Whether investors should ignore goodwill is another matter (and one far too complicated to address here). But one thing is clear: The proposal would enable companies that are aggressively pursuing acquisitions--and paying big premiums over a target's book value into the bargain--to report much larger cash earnings compared with the traditional kind on their income statements.

Consider AT&T's results. Had the company been able to exclude $184 million in goodwill from its acquisitions of Tele-Communications Inc. and IBM Global Network last year, AT&T's fully diluted earnings per share for the quarter ended last June 30 would have been 53 cents, not 49 cents. And the increase over the year- earlier quarter would have been 26 percent, not 17 percent. For the first six months of the year, AT&T's earnings would have been 95 cents instead of only 88 cents, and the higher number would have represented a 7 percent increase compared with the first six months of 1998, instead of a 1 percent decline.

What's more, the effect would have been twice as great after taking into account another proposal that is also part of FASB's business- combinations project. This would halve the amortization period for goodwill from 40 years to 20. As it stands, AT&T faces still more goodwill amortization, since the company has yet to account for its $62 billion acquisition of MediaOne earlier this year. Based on the premium that price represented over MediaOne's book value at the time, as much as $34 billion more goodwill could soon appear on AT&T's balance sheet.

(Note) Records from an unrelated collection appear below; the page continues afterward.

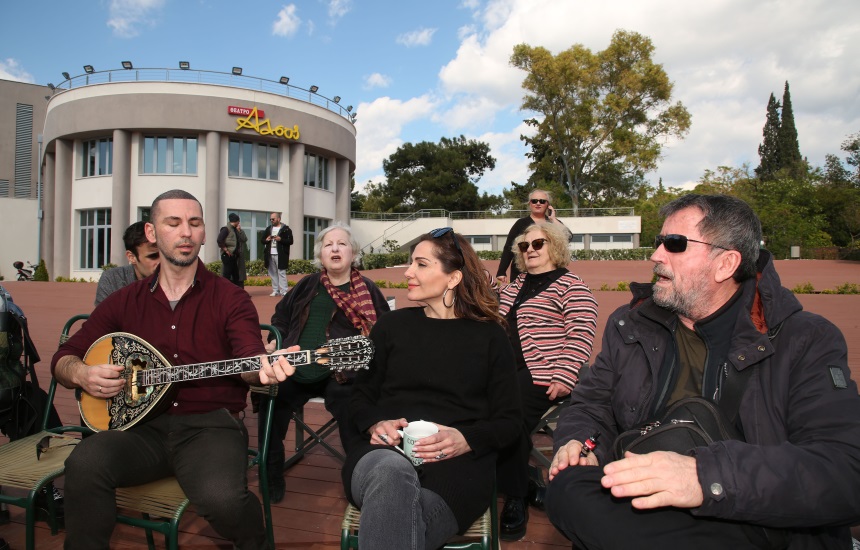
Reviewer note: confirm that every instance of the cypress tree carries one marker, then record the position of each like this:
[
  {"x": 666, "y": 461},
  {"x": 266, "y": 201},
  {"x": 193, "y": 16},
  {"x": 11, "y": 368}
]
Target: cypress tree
[
  {"x": 768, "y": 151},
  {"x": 789, "y": 149}
]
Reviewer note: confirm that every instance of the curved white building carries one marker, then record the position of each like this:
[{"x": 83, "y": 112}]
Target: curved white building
[{"x": 114, "y": 140}]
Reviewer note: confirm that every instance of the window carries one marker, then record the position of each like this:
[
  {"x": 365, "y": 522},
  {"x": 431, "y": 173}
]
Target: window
[
  {"x": 95, "y": 238},
  {"x": 97, "y": 158},
  {"x": 316, "y": 171},
  {"x": 169, "y": 155},
  {"x": 312, "y": 227},
  {"x": 249, "y": 160}
]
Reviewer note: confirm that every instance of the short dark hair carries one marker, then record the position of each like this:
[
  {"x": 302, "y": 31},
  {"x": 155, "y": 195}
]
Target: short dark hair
[
  {"x": 172, "y": 194},
  {"x": 728, "y": 222},
  {"x": 134, "y": 236}
]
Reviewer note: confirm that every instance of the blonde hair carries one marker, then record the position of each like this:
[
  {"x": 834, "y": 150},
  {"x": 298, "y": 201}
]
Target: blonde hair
[{"x": 556, "y": 244}]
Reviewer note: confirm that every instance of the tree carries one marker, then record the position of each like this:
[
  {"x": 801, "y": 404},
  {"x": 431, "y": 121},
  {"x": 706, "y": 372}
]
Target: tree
[
  {"x": 768, "y": 151},
  {"x": 789, "y": 148},
  {"x": 429, "y": 175},
  {"x": 603, "y": 114}
]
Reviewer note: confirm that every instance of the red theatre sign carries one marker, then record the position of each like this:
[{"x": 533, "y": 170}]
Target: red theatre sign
[{"x": 244, "y": 111}]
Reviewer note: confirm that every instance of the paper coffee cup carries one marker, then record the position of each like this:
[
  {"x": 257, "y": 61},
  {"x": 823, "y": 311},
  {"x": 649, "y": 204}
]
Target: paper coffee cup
[{"x": 412, "y": 433}]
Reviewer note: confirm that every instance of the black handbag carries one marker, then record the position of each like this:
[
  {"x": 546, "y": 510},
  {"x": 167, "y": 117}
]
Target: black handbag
[{"x": 689, "y": 423}]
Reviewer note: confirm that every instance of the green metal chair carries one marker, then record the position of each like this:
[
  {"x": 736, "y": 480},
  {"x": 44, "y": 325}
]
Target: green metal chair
[
  {"x": 482, "y": 535},
  {"x": 21, "y": 468},
  {"x": 158, "y": 506}
]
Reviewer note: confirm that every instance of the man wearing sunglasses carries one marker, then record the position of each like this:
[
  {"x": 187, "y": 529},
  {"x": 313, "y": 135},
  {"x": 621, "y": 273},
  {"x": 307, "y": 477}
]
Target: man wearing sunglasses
[
  {"x": 142, "y": 257},
  {"x": 540, "y": 212},
  {"x": 716, "y": 310}
]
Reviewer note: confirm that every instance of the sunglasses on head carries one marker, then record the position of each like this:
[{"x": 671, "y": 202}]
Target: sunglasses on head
[
  {"x": 678, "y": 243},
  {"x": 537, "y": 244},
  {"x": 442, "y": 231}
]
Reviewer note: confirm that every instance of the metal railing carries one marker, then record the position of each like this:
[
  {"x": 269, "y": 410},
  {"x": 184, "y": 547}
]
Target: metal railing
[
  {"x": 195, "y": 76},
  {"x": 487, "y": 214}
]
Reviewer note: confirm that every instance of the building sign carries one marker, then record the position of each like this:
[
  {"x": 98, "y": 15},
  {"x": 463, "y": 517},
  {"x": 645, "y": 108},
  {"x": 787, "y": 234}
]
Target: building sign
[{"x": 255, "y": 120}]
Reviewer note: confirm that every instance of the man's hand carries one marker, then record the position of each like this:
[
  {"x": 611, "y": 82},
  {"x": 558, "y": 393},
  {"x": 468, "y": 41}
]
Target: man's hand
[
  {"x": 277, "y": 371},
  {"x": 655, "y": 480},
  {"x": 556, "y": 390},
  {"x": 568, "y": 456}
]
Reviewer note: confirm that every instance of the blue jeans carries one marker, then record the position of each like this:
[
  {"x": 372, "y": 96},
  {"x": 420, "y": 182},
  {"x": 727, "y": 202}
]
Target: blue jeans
[
  {"x": 396, "y": 512},
  {"x": 208, "y": 454}
]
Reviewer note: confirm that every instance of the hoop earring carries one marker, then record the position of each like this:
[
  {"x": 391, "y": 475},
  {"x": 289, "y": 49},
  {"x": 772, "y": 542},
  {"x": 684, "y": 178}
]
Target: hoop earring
[{"x": 453, "y": 299}]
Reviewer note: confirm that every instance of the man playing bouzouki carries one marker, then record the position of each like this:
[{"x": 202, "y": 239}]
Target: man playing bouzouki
[{"x": 190, "y": 316}]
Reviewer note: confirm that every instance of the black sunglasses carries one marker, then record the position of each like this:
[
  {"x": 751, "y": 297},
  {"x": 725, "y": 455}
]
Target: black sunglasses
[
  {"x": 678, "y": 243},
  {"x": 537, "y": 244},
  {"x": 442, "y": 231}
]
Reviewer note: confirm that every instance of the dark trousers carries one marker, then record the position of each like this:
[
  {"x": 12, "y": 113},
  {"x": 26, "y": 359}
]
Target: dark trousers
[
  {"x": 512, "y": 474},
  {"x": 230, "y": 270},
  {"x": 208, "y": 454},
  {"x": 292, "y": 396},
  {"x": 592, "y": 518}
]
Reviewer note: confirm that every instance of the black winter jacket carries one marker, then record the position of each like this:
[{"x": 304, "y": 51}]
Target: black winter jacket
[{"x": 799, "y": 468}]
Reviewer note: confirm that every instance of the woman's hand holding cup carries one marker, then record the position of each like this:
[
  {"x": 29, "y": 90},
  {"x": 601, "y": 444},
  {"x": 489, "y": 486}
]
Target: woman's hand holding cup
[
  {"x": 385, "y": 432},
  {"x": 446, "y": 443}
]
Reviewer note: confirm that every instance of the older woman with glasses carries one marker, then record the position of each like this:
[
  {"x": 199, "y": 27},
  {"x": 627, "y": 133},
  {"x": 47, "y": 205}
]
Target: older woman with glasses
[
  {"x": 540, "y": 211},
  {"x": 450, "y": 363},
  {"x": 552, "y": 318},
  {"x": 334, "y": 303}
]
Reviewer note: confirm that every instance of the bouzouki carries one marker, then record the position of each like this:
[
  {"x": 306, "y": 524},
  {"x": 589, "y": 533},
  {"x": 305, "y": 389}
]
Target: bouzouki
[{"x": 149, "y": 376}]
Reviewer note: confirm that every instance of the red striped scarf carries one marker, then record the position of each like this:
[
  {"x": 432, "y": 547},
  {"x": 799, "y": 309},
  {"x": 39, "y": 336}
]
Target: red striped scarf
[{"x": 357, "y": 304}]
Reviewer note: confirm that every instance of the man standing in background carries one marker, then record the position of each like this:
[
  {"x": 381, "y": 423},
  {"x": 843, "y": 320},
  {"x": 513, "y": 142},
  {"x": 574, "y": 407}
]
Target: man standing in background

But under FASB's proposals for amortizing and reporting goodwill, AT&T would be able to add back as much as $1.7 billion or so a year in earnings for that deal alone. This would amount to about 52 additional cents a share when considered on a cash basis.

Dan Somers, AT&T's CFO, declined a request for an interview to discuss the potential impact of the FASB rule on investor perceptions of the company. But analysts say the cash- earnings number is likely to draw more attention away from the traditional earnings number reported by AT&T. Willens goes so far as to predict that cash earnings will soon become "the primary performance number" used in stock valuation.

To be sure, AT&T is something of an anomaly, since so many other blockbuster deals in recent years were accounted for as poolings, which allowed the acquirers to combine their targets' assets at their current market value rather than at historic cost. AT&T didn't use enough stock in financing these deals to qualify for pooling-of-interest treatment.